Sortie du film "Présidents" : quand François Hollande et Nicolas Sarkozy s'échangent des rosseries

Sortie du film "Présidents" : quand François Hollande et Nicolas Sarkozy s'échangent des rosseries
François Hollande et Nicolas Sarkozy à Paris, le 8 mai 2020.

publié le mercredi 30 juin 2021 à 11h40

François Hollande et Nicolas Sarkozy alliés pour faire barrage à Marine Le Pen ? C'est le postulat du film "Présidents", d'Anne Fontaine. Dans la vraie vie, les deux hommes n'ont jamais caché une certaine animosité, qui s'est une fois de plus matérialisée à l'occasion de la sortie du long-métrage.

François Hollande s'est permis une saillie sur prédécesseur Nicolas Sarkozy, lors de l'avant-première du film "Présidents", un film qui imagine les deux hommes s'allier pour une dernière campagne présidentielle face à Marine Le Pen, a rapporté Le Parisien mardi 29 juin.
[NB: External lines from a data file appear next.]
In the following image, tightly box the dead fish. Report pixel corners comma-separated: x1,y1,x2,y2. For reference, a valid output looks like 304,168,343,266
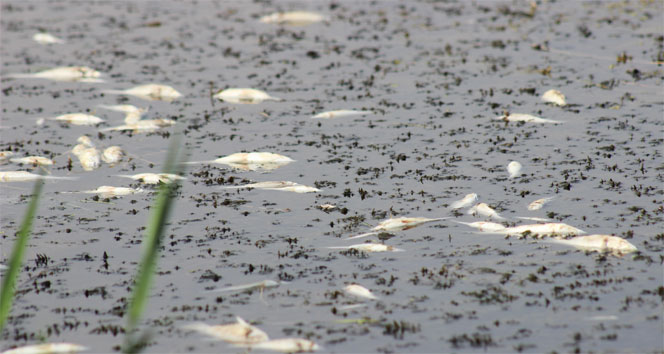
327,243,404,252
60,186,145,198
104,84,182,102
528,197,556,210
223,181,321,193
259,11,325,26
0,171,76,182
213,88,282,104
344,284,378,300
346,217,449,240
507,161,523,178
9,156,55,166
49,113,104,125
487,223,585,236
32,32,65,44
211,279,283,292
2,343,88,354
468,203,505,220
494,113,563,124
99,118,176,132
235,338,321,353
183,317,270,344
9,66,104,82
115,173,186,184
454,221,505,232
311,109,373,119
450,193,478,209
546,235,638,255
101,146,125,165
542,89,567,106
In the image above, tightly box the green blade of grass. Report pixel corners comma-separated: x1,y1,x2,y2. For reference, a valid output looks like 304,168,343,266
122,133,183,353
0,179,44,332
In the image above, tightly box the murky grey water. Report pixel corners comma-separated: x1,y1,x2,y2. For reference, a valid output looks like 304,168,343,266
0,1,664,352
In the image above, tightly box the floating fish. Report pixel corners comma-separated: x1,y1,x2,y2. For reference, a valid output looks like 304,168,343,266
259,11,325,26
547,235,638,255
311,109,373,119
468,203,505,220
235,338,321,353
454,221,505,232
494,113,563,124
450,193,478,209
528,197,556,210
60,186,144,198
327,243,404,252
101,146,125,165
542,90,567,106
0,171,76,182
99,118,176,132
9,156,55,166
184,317,270,344
344,284,378,300
507,161,523,178
116,173,186,184
9,66,104,82
49,113,104,125
212,279,282,292
346,217,449,240
32,33,65,44
104,84,182,102
485,223,585,236
223,181,321,193
1,343,88,354
213,88,282,104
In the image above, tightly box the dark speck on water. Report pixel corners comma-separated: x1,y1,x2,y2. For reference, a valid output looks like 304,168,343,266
0,0,664,353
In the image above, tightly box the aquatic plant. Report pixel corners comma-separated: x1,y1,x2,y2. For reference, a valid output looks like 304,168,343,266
0,178,44,332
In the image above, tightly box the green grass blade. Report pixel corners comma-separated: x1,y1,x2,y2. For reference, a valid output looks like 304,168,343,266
0,179,44,332
123,134,182,353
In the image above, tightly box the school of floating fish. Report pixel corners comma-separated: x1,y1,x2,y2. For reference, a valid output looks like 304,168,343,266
0,6,638,354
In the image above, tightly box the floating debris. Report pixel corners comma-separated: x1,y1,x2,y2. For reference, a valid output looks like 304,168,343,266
542,89,567,106
485,223,585,236
213,88,282,104
115,173,186,184
99,118,176,132
212,279,283,292
468,203,505,220
346,217,449,240
259,11,325,26
9,66,104,82
49,113,104,125
344,284,378,300
547,235,638,256
454,221,506,232
2,343,88,354
450,193,478,209
223,181,321,193
104,84,182,102
528,197,556,210
235,338,321,353
327,243,404,252
311,109,373,119
9,156,55,166
183,317,270,344
0,171,76,182
32,32,65,44
187,152,295,171
494,113,563,124
507,161,523,178
60,186,145,198
101,146,125,165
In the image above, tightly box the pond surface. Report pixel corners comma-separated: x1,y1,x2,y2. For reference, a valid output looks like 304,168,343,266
0,1,664,353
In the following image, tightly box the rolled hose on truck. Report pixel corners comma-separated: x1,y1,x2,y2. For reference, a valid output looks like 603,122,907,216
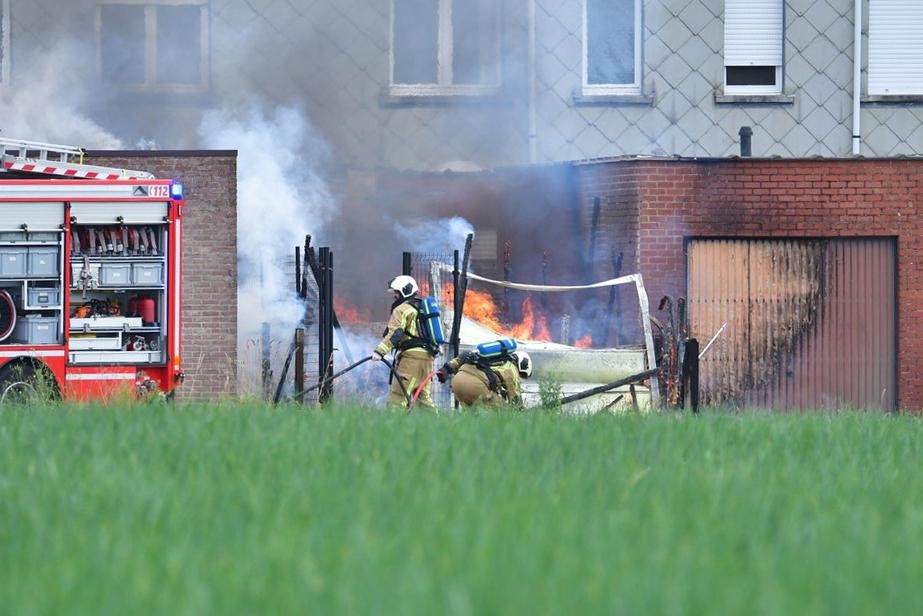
0,291,16,342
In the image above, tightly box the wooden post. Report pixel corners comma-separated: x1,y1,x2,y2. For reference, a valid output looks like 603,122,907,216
295,327,304,403
295,246,304,298
680,338,699,414
260,322,272,399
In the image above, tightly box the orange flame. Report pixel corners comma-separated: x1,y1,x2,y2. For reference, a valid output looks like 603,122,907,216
465,289,551,342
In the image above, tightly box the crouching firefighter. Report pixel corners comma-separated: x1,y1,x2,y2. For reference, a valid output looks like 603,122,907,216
436,338,532,407
372,276,439,409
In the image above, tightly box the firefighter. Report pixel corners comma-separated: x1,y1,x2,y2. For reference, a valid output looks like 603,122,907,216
436,351,532,407
372,276,439,409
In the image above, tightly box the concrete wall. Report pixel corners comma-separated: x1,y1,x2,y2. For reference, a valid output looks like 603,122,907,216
11,0,923,170
88,151,237,400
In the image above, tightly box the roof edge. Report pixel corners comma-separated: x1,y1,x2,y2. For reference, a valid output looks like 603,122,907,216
85,150,237,158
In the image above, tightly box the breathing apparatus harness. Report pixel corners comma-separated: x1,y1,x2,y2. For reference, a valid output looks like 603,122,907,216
385,297,439,357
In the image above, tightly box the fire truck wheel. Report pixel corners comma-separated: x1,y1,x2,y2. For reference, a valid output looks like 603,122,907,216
0,362,59,406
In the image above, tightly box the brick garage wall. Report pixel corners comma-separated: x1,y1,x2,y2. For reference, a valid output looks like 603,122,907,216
576,159,923,411
87,151,237,400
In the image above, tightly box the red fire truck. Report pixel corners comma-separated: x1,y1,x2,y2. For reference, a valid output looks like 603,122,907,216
0,139,184,403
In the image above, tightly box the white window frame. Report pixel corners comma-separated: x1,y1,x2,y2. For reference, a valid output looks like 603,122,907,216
0,0,12,89
388,0,502,96
866,2,923,97
724,66,782,96
722,0,784,96
96,0,211,94
581,0,643,96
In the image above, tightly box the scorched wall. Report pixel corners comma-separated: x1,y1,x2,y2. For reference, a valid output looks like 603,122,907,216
577,159,923,411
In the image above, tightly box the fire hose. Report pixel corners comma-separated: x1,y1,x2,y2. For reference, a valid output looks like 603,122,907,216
298,355,372,396
408,370,439,413
273,350,414,404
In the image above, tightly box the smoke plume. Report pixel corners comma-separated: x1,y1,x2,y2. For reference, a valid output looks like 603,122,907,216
0,45,123,150
199,107,333,352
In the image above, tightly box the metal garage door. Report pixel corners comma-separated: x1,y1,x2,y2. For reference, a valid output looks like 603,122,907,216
687,238,896,410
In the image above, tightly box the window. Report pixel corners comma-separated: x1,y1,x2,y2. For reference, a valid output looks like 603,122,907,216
391,0,500,96
583,0,641,96
0,0,10,88
96,0,209,92
724,0,784,95
868,0,923,96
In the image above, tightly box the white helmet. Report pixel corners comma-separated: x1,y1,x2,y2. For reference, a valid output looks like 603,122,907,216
388,276,420,299
513,351,532,379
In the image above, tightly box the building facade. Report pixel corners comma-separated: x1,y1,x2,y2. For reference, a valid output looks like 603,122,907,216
0,0,923,171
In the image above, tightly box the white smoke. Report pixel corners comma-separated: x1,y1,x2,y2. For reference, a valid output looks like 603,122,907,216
394,216,474,254
0,45,123,150
199,107,334,358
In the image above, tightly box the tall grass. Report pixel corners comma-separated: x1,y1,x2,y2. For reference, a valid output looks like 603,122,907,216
0,405,923,614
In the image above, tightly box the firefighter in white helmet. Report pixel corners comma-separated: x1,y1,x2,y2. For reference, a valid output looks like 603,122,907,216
436,351,532,407
372,276,439,409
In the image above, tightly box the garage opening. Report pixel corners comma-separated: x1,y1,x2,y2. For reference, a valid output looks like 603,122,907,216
687,238,897,410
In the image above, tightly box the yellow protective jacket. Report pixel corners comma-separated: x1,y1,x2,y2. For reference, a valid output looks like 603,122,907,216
375,301,434,357
446,353,522,405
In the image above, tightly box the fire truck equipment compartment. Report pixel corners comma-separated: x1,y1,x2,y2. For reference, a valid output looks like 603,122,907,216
0,246,27,278
13,315,58,344
131,263,163,287
68,336,122,351
29,246,58,276
71,259,99,288
99,263,131,287
26,287,61,308
29,231,61,243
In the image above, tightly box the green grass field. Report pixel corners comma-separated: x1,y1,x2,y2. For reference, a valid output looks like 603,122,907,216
0,405,923,614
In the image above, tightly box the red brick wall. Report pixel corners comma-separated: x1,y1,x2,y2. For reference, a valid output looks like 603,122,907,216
87,152,237,400
582,159,923,410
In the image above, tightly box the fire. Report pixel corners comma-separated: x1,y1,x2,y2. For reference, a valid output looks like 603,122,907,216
464,289,551,342
574,334,593,349
333,296,369,323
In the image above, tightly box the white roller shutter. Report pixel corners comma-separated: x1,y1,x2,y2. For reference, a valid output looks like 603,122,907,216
0,202,64,231
71,201,169,225
869,0,923,94
724,0,784,66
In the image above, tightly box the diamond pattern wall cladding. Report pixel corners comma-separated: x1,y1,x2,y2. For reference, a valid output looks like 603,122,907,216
11,0,923,170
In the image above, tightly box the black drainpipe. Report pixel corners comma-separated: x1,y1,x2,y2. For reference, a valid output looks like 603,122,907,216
738,126,753,158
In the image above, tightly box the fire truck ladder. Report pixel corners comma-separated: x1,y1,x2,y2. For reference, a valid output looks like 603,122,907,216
0,139,154,180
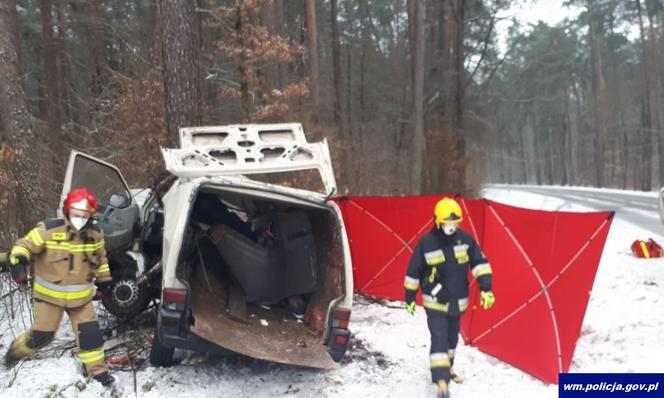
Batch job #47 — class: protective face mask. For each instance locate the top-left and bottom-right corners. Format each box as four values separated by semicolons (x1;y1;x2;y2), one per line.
443;223;457;236
69;217;89;231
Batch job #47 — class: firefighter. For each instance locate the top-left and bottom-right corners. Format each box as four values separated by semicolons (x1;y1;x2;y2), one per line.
5;188;115;386
404;198;495;398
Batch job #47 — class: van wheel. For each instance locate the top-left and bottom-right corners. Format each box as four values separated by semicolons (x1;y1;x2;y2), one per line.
150;330;175;367
101;275;150;318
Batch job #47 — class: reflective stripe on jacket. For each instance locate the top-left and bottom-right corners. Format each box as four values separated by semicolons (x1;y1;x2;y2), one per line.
10;219;111;307
404;229;493;315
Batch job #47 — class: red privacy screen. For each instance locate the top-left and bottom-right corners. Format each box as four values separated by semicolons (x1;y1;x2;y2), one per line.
336;195;613;384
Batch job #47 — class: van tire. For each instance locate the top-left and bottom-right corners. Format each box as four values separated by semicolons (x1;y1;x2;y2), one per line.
101;272;150;319
150;330;175;367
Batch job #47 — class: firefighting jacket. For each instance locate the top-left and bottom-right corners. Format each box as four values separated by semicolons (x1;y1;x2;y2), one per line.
10;219;111;308
404;229;492;315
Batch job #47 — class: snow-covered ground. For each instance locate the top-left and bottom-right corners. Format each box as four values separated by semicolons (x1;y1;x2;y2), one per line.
0;187;664;398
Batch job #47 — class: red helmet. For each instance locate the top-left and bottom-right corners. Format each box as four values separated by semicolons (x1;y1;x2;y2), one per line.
62;188;97;216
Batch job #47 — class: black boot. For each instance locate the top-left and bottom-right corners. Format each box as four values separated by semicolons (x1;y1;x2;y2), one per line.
5;347;21;369
437;380;450;398
92;372;115;386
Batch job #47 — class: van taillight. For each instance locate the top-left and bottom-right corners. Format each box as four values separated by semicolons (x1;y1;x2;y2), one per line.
163;289;187;311
332;308;350;329
334;335;348;345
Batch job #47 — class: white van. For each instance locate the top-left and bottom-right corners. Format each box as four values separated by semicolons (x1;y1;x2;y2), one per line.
63;124;353;369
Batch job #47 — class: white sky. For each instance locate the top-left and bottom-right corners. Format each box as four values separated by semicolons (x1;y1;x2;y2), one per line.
496;0;583;53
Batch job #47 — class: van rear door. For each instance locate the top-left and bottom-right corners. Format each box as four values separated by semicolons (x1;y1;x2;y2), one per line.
162;123;337;197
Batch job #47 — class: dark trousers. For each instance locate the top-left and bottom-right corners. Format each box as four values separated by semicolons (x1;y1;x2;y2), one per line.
426;310;461;383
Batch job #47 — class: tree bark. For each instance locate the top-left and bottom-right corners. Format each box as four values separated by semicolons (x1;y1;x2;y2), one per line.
636;0;655;190
159;0;202;148
39;0;64;159
410;0;426;194
330;0;346;134
587;0;608;187
0;0;47;227
307;0;320;119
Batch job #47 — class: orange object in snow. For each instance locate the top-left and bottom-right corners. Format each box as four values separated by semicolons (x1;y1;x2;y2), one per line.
631;239;664;258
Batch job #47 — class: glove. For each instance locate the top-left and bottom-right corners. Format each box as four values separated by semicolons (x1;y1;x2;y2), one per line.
95;282;111;298
480;291;496;310
9;256;29;286
406;301;415;315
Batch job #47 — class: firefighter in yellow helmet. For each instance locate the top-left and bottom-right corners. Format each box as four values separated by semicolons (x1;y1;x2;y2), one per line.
404;198;495;398
5;188;115;385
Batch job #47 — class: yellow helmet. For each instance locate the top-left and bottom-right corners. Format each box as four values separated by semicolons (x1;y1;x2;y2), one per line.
433;198;463;228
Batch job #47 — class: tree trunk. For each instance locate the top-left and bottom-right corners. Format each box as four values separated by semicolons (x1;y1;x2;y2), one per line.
39;0;64;159
330;0;346;134
636;0;655;190
0;0;48;231
410;0;426;194
159;0;202;148
306;0;320;119
587;0;608;187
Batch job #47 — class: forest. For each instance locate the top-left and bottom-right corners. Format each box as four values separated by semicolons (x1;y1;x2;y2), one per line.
0;0;664;244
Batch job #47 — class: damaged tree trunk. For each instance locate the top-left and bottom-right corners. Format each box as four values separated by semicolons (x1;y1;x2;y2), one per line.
159;0;203;148
0;0;52;231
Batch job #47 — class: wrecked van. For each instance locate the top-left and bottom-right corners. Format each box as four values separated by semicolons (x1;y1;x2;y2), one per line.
63;124;352;369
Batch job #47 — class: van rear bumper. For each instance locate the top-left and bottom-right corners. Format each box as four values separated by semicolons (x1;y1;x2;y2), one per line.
155;308;228;354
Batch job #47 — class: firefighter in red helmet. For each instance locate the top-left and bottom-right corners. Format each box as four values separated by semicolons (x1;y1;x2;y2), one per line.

Mais le mari de Carla Bruni n'est pas en reste, et a lui aussi sorti quelques bons mots sur son successeur.

La scène s'est déroulée le 18 juin dernier, dans le fief historique de François Hollande, Tulle. L'ancien président avait été invité à rejoindre sur scène la réalisatrice Anne Fontaine et les acteurs après la projection. "Ce que j'appréhendais dans ce film, c'est comment allait être représenté Nicolas Sarkozy, a déclaré François Hollande déjà dans le registre de l'humour. J'avais peur qu'il soit maltraité."

"Le film est très spirituel, profond, mais il est aussi très drôle, a-t-il encore estimé. Même Nicolas Sarkozy n'est pas caricaturé. On s'attache presque à lui. Même si je n'irais pas jusque-là." Non content d'ironiser sur son prédécesseur, il s'est également moqué de son successeur. Interrogé sur une allusion à Emmanuel Macron dans le film, François Hollande a répondu : "On peut être de droite, de gauche, il y en a même qui ne sont rien du tout".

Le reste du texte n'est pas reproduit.